New Orleans Public Works Director Robert Mendoza runs seven miles every morning. It's perfect training for the endurance test that's been his life since taking over traffic engineering, parking, and street maintenance after Category-5 Hurricane Katrina hit the city in 2005.

When I visited in February, he and his wife were still living in an apartment while contractors put the finishing touches on repairs to their flood-ravaged home. In just one day, I witnessed the monumental force of will required to conceptualize, sell, and shepherd reconstruction projects that represent the best use of federal and local taxpayer dollars.

Among other calendar items that day, Mendoza gathered representatives of two engineering firms, the gas company, the Federal Emergency Management Agency (FEMA), and his department to coordinate street and pipeline repairs; drove to the local television station for a live Q&A about why crews would begin towing rather than ticketing cars parked in street-cleaning routes; and helped a department head strategize a plan for buying new equipment.

Last month, having hammered out under what conditions FEMA will reimburse the work, public works finally began patching sidewalks, curbs, and driveway aprons at almost 20,000 locations along minor streets. The $42.8 million project could take up to two years to complete.

And everyone wonders why “basic” repairs take so long. Even if they understood the skill with which Mendoza navigates the system on the city's behalf, residents and tourists wouldn't appreciate it.

This, of course, represents the life of every PUBLIC WORKS reader.
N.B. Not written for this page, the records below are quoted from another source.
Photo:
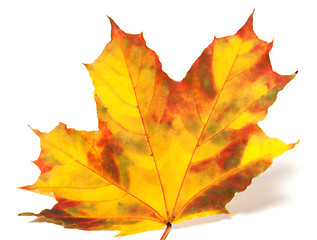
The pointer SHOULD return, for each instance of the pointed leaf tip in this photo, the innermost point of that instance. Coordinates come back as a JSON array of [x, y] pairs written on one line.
[[115, 30]]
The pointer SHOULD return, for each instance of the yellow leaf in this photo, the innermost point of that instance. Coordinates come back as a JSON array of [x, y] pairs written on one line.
[[165, 151]]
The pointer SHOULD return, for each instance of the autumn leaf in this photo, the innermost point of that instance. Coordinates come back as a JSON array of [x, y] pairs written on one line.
[[165, 151]]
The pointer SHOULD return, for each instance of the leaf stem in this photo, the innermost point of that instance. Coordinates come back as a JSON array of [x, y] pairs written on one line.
[[167, 230]]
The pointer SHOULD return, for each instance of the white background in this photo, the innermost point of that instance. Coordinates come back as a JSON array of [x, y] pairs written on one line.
[[42, 46]]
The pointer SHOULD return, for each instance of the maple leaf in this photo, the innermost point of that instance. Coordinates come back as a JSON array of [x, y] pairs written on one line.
[[165, 151]]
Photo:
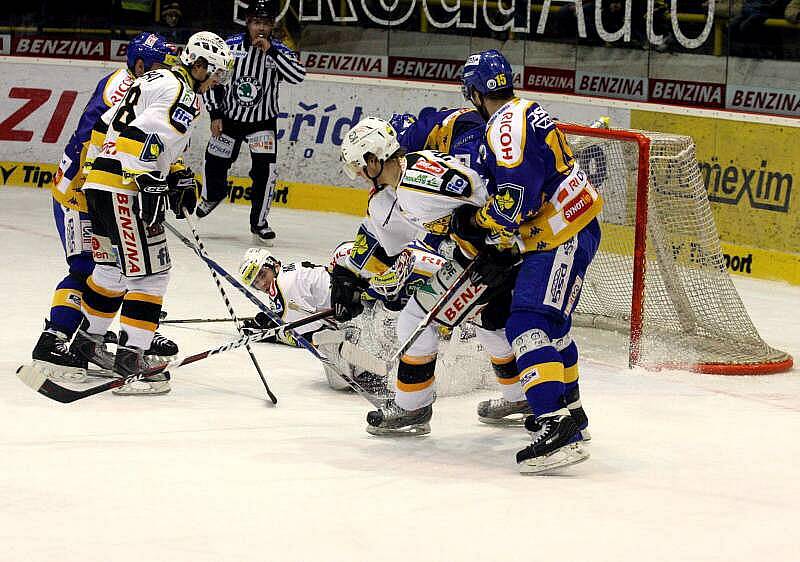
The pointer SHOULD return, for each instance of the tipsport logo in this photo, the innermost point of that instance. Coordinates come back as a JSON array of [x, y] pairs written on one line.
[[313, 125], [768, 190]]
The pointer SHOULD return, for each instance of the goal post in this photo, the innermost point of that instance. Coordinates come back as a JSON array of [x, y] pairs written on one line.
[[659, 274]]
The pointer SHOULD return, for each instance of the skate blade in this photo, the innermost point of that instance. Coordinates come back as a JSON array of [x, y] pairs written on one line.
[[57, 372], [260, 241], [410, 431], [567, 455], [140, 388], [512, 420]]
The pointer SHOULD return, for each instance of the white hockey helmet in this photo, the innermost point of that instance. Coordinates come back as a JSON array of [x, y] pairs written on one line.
[[340, 254], [255, 259], [370, 135], [212, 48]]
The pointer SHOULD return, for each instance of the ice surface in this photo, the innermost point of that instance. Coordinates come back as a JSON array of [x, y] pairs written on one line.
[[683, 467]]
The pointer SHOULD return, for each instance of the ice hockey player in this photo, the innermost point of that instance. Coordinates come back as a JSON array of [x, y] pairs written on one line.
[[131, 183], [460, 132], [412, 196], [146, 51], [455, 131], [246, 112], [539, 194]]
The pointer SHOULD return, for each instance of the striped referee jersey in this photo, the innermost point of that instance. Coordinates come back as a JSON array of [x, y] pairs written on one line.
[[251, 95]]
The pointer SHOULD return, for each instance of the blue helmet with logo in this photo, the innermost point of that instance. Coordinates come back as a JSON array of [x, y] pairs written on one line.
[[151, 48], [487, 72], [402, 121]]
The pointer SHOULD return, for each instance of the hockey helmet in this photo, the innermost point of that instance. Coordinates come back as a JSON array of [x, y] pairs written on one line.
[[267, 9], [370, 135], [402, 121], [340, 254], [254, 261], [213, 49], [487, 72], [151, 48]]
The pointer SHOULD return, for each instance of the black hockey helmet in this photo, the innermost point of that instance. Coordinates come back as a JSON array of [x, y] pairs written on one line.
[[262, 9]]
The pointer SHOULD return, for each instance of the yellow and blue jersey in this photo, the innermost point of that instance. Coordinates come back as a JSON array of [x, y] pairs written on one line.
[[537, 188], [70, 176]]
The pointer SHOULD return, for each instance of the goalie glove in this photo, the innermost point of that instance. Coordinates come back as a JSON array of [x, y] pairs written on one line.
[[346, 289], [390, 283], [182, 192], [151, 201]]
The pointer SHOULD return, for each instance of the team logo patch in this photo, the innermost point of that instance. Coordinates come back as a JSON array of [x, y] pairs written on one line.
[[152, 149], [508, 201], [247, 91], [429, 166], [363, 246], [438, 226]]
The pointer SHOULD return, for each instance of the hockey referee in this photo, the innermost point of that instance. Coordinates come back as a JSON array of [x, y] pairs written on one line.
[[245, 110]]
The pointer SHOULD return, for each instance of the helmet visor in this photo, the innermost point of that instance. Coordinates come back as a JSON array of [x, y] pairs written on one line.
[[352, 169]]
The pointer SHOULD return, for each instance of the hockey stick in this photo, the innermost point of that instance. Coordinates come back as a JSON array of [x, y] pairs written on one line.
[[43, 385], [365, 360], [201, 320], [303, 342], [201, 251]]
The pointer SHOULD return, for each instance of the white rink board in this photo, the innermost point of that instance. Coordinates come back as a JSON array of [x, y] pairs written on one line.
[[683, 467]]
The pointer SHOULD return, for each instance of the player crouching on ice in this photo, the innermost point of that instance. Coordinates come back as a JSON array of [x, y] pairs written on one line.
[[133, 179]]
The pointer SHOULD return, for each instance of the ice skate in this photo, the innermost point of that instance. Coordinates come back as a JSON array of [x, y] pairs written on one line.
[[499, 411], [161, 349], [556, 443], [130, 361], [263, 235], [573, 400], [391, 419], [205, 207], [53, 358]]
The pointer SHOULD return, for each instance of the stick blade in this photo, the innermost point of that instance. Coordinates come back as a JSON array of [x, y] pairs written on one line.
[[363, 359]]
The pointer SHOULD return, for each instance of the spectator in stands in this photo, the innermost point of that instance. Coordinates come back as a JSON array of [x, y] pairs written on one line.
[[748, 35], [172, 24], [792, 13]]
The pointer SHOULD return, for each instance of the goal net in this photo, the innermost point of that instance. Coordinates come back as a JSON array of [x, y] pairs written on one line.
[[659, 274]]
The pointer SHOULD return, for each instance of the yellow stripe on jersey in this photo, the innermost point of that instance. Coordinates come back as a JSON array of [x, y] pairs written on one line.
[[416, 387], [70, 298], [93, 312], [571, 373], [144, 297], [130, 147], [141, 324], [108, 293], [541, 373]]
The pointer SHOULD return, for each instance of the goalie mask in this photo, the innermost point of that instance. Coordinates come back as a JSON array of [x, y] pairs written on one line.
[[213, 49], [370, 136], [255, 263]]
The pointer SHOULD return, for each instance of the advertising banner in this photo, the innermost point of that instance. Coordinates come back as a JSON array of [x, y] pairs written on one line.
[[610, 86], [682, 92], [749, 170], [48, 46]]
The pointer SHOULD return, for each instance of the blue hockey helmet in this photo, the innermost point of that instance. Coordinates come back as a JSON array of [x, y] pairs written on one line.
[[151, 48], [402, 121], [486, 72]]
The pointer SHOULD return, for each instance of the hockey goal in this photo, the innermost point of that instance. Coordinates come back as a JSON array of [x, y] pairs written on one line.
[[660, 275]]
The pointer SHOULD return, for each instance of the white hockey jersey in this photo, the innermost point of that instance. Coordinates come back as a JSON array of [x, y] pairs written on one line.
[[432, 186], [147, 131], [300, 289]]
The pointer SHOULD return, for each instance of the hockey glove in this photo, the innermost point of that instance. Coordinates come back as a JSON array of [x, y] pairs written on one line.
[[151, 201], [182, 192], [494, 266], [346, 289]]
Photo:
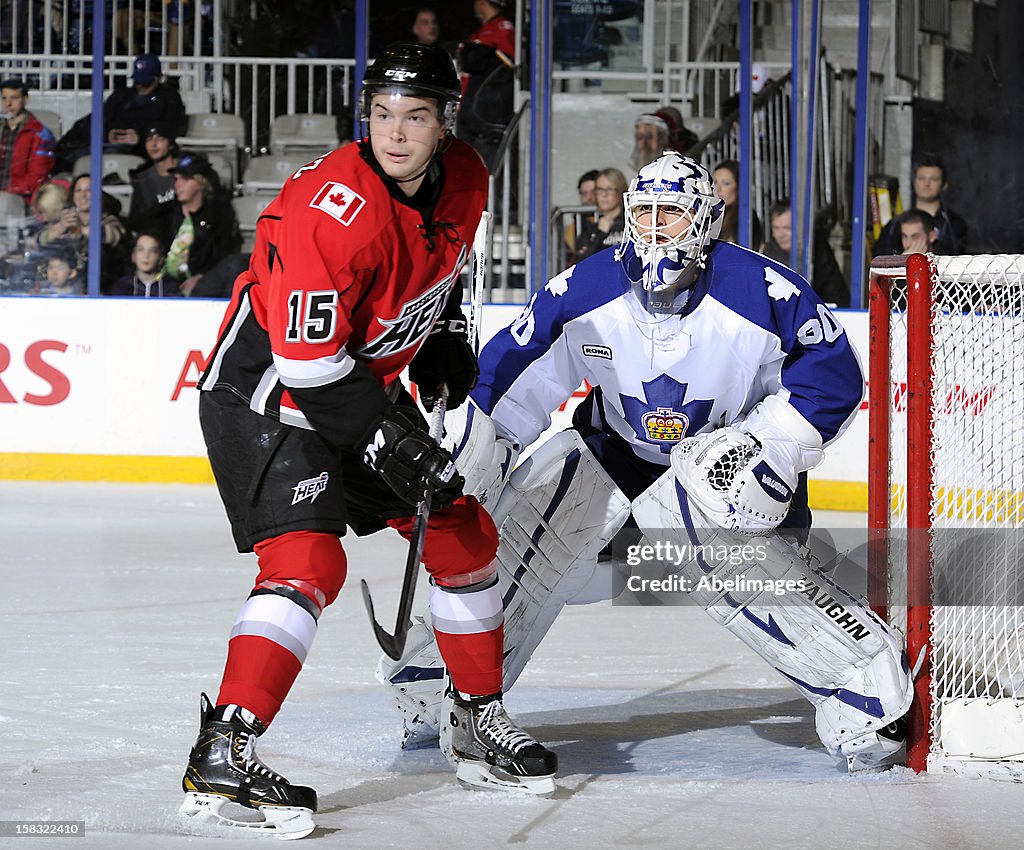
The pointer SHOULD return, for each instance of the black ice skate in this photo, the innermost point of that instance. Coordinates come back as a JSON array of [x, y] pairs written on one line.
[[488, 750], [223, 768]]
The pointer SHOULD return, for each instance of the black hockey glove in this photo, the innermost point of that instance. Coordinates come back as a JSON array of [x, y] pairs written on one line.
[[410, 461], [444, 358]]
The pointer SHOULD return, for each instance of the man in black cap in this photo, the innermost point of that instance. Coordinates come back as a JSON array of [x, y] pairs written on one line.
[[129, 113], [199, 228], [153, 182]]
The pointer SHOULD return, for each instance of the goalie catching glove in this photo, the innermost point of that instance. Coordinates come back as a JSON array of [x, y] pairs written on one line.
[[730, 475], [411, 461], [446, 357]]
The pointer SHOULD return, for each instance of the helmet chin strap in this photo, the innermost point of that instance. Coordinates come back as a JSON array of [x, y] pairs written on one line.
[[664, 291], [442, 144]]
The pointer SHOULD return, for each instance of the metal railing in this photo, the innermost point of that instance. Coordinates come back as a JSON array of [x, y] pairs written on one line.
[[833, 192], [169, 28], [258, 89]]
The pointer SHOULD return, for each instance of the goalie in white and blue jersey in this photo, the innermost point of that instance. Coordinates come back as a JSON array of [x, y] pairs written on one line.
[[719, 377]]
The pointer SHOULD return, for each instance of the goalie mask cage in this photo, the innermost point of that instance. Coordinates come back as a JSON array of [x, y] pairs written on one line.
[[946, 500]]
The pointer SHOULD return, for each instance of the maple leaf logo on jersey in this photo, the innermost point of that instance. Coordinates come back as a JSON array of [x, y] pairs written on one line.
[[309, 489], [416, 319], [339, 202], [779, 288], [662, 417], [558, 285], [665, 425]]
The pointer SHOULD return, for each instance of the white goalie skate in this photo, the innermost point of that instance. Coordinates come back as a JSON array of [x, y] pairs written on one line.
[[489, 751]]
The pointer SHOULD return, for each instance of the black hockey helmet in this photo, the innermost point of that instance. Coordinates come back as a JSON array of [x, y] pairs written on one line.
[[417, 70]]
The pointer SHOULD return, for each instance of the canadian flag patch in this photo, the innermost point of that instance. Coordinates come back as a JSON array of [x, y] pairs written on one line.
[[339, 202]]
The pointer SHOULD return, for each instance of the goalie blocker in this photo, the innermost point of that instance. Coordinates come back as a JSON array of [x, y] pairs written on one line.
[[559, 510]]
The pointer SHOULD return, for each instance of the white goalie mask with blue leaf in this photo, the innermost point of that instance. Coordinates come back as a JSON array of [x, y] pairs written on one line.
[[672, 214]]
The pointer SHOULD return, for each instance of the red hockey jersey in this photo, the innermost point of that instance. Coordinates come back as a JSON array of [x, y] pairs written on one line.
[[346, 280]]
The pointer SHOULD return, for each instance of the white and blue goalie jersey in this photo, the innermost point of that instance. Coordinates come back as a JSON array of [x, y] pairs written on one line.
[[752, 328]]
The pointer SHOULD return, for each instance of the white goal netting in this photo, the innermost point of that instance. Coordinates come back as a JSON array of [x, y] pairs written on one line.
[[976, 511]]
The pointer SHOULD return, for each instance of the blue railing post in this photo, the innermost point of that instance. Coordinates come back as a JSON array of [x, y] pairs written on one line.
[[745, 98], [540, 141], [859, 235], [96, 152]]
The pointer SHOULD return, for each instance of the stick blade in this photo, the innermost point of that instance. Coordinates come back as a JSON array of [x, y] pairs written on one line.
[[393, 645]]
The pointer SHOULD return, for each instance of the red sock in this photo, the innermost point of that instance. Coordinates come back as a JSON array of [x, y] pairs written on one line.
[[470, 633]]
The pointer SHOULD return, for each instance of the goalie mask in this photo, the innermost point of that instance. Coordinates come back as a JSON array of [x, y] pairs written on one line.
[[672, 214]]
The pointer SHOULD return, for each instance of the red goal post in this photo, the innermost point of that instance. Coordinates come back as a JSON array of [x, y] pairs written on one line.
[[946, 499]]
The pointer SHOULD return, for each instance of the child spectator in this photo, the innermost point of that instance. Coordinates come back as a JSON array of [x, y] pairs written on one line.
[[71, 230], [61, 275], [146, 279]]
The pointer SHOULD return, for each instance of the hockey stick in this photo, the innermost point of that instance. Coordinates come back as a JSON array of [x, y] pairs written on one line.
[[394, 644], [480, 246]]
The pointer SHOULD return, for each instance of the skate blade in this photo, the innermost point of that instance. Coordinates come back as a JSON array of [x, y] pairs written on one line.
[[479, 775], [419, 737], [285, 822]]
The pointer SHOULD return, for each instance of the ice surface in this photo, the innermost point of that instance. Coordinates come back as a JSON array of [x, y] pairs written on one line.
[[116, 606]]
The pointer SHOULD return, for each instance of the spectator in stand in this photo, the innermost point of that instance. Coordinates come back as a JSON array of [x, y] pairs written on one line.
[[680, 139], [918, 232], [726, 176], [47, 205], [146, 279], [486, 59], [425, 28], [26, 145], [650, 139], [609, 223], [129, 113], [198, 229], [153, 182], [61, 275], [655, 132], [585, 186], [827, 279], [929, 184], [71, 231]]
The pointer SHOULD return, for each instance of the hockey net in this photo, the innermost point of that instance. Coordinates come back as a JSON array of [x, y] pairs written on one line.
[[946, 500]]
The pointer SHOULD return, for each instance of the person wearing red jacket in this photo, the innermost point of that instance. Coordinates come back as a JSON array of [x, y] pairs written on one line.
[[486, 60], [26, 145], [353, 277]]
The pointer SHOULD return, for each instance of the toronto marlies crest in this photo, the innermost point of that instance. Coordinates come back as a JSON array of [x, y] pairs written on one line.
[[416, 319], [660, 418]]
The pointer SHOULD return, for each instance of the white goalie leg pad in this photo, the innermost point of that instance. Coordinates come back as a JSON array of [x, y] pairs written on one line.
[[843, 657], [482, 458], [558, 510]]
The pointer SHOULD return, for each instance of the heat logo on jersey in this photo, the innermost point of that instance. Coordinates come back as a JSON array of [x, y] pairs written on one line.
[[416, 319], [339, 202], [309, 489], [665, 425]]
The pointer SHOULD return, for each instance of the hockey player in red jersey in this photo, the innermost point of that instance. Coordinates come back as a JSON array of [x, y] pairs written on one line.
[[354, 277]]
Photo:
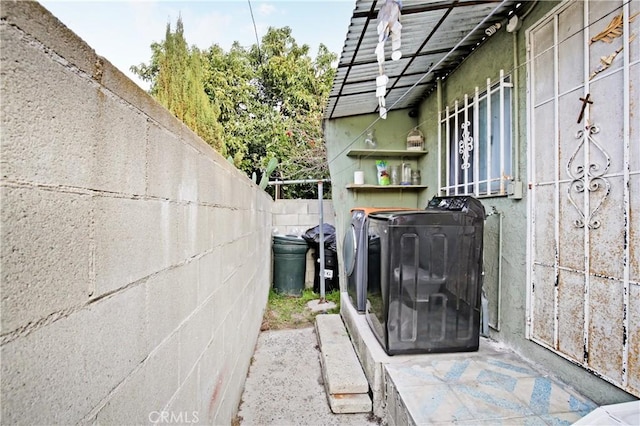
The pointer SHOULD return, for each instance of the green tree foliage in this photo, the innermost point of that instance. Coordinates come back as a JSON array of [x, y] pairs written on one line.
[[177, 75], [268, 100]]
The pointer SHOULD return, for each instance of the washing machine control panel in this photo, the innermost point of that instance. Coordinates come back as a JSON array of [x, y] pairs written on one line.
[[448, 203]]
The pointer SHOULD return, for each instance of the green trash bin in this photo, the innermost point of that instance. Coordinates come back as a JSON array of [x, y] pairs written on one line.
[[289, 264]]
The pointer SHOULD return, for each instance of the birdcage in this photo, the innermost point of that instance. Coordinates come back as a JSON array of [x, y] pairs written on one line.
[[415, 140]]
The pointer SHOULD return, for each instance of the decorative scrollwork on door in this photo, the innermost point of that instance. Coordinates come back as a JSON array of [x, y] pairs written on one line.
[[590, 178], [465, 145]]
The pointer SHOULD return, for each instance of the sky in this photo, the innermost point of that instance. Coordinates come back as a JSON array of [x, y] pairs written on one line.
[[122, 30]]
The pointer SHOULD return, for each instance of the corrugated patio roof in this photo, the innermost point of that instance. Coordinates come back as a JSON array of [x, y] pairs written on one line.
[[436, 37]]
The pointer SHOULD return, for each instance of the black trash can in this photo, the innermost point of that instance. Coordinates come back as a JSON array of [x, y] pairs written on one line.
[[289, 264], [331, 271]]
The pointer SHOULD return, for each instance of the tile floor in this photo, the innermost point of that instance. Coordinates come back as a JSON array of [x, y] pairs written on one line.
[[488, 388]]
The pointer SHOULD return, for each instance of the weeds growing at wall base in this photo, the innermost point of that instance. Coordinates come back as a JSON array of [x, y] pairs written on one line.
[[285, 311]]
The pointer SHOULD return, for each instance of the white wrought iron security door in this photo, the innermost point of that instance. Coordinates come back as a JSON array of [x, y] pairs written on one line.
[[584, 197]]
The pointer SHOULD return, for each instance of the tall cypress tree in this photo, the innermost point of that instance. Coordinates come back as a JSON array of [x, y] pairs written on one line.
[[177, 75]]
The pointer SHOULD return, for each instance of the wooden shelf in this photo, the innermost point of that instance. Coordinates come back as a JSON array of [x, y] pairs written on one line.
[[384, 153], [367, 187]]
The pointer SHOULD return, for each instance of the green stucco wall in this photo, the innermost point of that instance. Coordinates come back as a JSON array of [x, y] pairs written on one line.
[[486, 62]]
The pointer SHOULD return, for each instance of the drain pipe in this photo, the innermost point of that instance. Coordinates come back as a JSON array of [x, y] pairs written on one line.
[[496, 325], [322, 296]]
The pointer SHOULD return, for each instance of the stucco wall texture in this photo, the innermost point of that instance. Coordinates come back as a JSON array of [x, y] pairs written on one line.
[[134, 259]]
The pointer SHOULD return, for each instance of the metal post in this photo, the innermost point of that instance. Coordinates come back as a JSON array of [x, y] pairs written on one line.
[[322, 296]]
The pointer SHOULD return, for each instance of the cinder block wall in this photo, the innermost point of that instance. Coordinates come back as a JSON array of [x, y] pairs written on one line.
[[295, 217], [134, 259]]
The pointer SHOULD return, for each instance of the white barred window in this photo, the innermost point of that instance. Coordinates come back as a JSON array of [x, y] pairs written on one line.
[[476, 137]]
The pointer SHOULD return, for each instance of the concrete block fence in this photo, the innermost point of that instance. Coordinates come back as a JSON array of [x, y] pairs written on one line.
[[135, 260]]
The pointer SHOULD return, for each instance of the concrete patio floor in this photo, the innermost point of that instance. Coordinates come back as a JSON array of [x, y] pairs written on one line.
[[490, 387]]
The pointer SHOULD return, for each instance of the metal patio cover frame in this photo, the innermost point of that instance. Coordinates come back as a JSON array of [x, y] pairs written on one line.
[[436, 37]]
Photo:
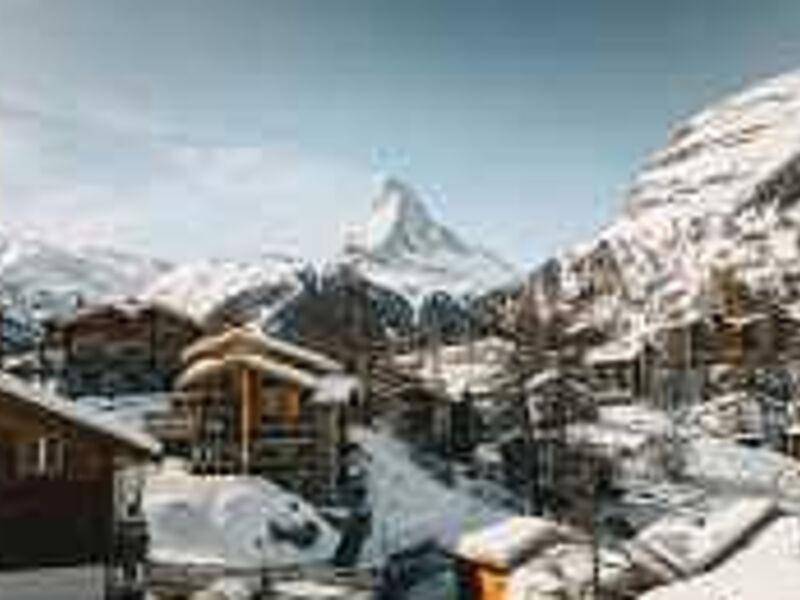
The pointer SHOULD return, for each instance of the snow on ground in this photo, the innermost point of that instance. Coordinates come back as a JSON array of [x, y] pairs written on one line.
[[474, 367], [199, 288], [730, 466], [235, 521], [768, 568], [411, 507], [403, 248]]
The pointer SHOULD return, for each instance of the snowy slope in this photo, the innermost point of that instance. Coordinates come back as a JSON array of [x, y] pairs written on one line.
[[236, 521], [404, 249], [41, 278], [204, 287], [721, 193]]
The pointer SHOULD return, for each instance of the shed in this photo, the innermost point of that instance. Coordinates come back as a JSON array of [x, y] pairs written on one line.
[[58, 488]]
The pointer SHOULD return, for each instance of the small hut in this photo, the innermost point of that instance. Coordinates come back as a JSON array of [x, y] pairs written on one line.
[[60, 496], [247, 402], [118, 348]]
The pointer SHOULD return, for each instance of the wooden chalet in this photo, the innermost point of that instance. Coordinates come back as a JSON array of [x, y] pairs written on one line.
[[60, 495], [118, 348], [246, 402], [621, 370]]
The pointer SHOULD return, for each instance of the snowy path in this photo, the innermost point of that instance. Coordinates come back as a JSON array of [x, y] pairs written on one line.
[[410, 506]]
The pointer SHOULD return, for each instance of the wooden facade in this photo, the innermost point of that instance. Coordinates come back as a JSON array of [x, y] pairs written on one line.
[[248, 403], [118, 349], [57, 478]]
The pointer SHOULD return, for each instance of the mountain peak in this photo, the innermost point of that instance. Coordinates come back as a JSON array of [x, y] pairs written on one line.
[[404, 248]]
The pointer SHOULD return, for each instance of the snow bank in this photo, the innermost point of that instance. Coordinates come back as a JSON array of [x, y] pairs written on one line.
[[566, 571], [234, 521], [736, 467], [768, 568]]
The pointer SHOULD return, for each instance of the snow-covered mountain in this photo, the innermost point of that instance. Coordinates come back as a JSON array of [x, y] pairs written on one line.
[[721, 196], [208, 288], [39, 278], [402, 248]]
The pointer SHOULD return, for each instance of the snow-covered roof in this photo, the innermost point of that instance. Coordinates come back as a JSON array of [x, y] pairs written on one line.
[[636, 417], [566, 570], [404, 249], [76, 414], [203, 368], [253, 339], [506, 544]]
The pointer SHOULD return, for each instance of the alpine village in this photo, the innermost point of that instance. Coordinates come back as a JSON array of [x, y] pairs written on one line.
[[418, 418]]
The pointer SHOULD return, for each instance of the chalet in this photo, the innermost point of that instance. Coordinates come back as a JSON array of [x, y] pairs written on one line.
[[246, 402], [622, 368], [538, 559], [118, 348], [61, 489]]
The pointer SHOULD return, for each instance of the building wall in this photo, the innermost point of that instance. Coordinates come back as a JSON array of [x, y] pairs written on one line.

And it's why I'm particularly delighted that our September 2007 cover story on Mendoza, Parks and Parkways Director Ann Macdonald, Sanitation Department Director Veronica White, and Sewerage and Water Board Director Marcia St. Martin was awarded second place in the “individual/organization profile” category last month by the American Society of Business Publication Editors, a group analogous to the American Public Works Association (APWA). With the APWA meeting this month in New Orleans, attendees will see the fruits of their efforts to bring back this venerable city despite severe labor shortages and miles of red tape.

The accomplishments of these dedicated men and women are extreme examples of what you do every day. This article caught judges' attention because it captured the lives of government employees whose work is largely taken for granted. Until they read it, the judges had probably never gotten a first-hand look at the actual human beings behind the ubiquitous term “rebuilding New Orleans.”

So we're proud that our profile did indeed raise awareness of your valuable but under-appreciated role, and hope you feel we “did you proud.”